The name Australia was given to the Southern continent by Captain Matthew Flinders, whose remains were among those of about 50,000 people exhumed from St James's cemetery next to Euston Station and reburied in Brookwood in Surrey. To make room for the London terminus of the UK's High Speed 2 railway. Which may never be built. Should've stayed in Oz.
Flinders was the first to circumnavigate Australia. He is of course memorialised there: there's the Flinders Range, Flinders Island in the Bass Strait, Station and Street in Melbourne, the University in Adelaide, the Flinders Chase National Park on Kangaroo Island and many statues.

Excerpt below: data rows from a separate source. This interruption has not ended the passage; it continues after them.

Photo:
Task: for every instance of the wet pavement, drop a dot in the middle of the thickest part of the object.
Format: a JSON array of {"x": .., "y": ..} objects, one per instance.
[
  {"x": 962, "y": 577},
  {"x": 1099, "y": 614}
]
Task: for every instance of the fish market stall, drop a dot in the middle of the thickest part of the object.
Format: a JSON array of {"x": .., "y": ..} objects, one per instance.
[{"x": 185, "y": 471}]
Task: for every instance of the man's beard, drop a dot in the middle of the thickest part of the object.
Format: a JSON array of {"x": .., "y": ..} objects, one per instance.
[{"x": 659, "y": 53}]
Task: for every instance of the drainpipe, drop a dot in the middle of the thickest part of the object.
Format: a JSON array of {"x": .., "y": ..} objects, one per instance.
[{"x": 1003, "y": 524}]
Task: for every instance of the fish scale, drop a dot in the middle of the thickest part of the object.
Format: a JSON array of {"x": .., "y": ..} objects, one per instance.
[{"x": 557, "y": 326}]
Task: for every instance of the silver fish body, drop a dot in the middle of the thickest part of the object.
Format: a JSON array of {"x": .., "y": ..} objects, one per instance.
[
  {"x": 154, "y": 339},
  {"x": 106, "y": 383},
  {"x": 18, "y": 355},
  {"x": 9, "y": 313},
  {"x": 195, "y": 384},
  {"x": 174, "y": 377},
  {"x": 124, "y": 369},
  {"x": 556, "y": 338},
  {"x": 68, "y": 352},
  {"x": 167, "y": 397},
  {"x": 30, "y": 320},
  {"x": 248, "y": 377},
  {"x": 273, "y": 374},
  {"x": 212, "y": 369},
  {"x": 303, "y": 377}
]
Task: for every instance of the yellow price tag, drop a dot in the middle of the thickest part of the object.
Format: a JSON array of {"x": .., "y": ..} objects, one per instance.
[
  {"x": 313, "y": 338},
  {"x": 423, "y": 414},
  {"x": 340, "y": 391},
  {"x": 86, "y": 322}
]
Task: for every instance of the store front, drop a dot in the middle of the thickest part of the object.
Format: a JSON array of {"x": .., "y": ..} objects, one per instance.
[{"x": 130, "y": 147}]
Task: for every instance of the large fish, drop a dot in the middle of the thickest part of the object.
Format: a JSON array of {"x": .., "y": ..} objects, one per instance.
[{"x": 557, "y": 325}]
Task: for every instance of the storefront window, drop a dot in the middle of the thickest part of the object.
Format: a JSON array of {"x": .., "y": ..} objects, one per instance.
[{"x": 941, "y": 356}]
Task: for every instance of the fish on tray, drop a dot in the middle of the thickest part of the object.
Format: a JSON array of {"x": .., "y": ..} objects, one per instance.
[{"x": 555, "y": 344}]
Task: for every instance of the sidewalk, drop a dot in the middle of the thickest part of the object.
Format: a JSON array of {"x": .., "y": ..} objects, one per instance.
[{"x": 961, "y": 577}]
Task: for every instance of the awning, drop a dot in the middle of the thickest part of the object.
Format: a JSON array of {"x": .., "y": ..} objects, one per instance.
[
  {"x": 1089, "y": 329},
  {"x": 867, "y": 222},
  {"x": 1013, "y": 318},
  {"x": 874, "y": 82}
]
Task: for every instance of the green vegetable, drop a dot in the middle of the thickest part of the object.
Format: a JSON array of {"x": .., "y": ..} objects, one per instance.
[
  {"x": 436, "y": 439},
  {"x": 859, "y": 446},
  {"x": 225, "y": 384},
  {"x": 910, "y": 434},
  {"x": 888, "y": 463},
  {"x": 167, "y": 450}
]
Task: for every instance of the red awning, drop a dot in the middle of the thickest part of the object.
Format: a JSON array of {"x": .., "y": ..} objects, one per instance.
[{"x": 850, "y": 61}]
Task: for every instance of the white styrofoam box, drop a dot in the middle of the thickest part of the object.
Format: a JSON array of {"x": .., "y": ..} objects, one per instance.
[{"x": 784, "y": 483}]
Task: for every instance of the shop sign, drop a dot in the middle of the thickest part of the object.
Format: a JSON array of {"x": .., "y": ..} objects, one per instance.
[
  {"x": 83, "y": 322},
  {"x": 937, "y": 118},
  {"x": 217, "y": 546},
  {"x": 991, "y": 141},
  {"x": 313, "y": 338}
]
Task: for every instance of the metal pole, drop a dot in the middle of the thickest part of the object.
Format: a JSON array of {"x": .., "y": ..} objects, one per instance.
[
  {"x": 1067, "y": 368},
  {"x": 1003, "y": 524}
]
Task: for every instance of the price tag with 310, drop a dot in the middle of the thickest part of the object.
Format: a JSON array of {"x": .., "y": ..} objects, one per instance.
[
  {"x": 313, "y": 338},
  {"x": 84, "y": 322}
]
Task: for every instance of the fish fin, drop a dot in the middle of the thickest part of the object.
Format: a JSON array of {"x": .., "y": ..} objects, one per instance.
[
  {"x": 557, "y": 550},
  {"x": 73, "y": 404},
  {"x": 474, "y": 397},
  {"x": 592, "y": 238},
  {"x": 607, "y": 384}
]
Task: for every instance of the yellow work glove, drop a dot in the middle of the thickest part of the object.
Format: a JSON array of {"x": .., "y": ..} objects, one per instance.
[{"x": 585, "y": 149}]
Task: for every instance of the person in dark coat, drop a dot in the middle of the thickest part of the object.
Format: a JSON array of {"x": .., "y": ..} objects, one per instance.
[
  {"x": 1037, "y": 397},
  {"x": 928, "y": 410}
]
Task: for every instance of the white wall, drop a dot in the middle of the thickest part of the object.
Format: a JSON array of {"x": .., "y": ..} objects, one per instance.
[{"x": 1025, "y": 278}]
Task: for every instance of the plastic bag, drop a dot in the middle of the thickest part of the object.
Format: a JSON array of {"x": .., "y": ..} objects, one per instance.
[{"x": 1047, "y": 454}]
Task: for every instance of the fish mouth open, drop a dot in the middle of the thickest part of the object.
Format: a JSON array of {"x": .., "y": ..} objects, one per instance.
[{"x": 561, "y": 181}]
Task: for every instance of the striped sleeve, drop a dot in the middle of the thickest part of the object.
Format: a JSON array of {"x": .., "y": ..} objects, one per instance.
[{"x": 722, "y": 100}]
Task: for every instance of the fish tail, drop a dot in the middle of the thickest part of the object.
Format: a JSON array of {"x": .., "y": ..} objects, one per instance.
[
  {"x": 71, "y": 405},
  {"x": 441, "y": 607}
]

One of the most well-known (although not by me until now) statues is actually in Euston Station, erected in 2014 (the bicentenary of Flinders' death) and is of Flinders and his cat Trim. ChatGPT tells me Trim is "beloved by many Australians", although of the many Australians I have met over there (including my elder son, his wife and her family) not one has ever mentioned this cat. You can check out much more about Trim here:
This picture of the Euston statue is from an interesting website London Remembers:
Trim is nowhere to be seen but is probably snuggled up to the sleeping traveller. This from the Mitchell Library in Sydney will have to suffice for you cat-lovers:
ReplyDeleteYou’re writing about one of our own here in Charlton. Ann Flinders is buried here in the churchyard of St Thomas on Woodland Terrace. Her grave has been cleaned and beautifully restored by a group of local volunteers. I think you’ve met some of them.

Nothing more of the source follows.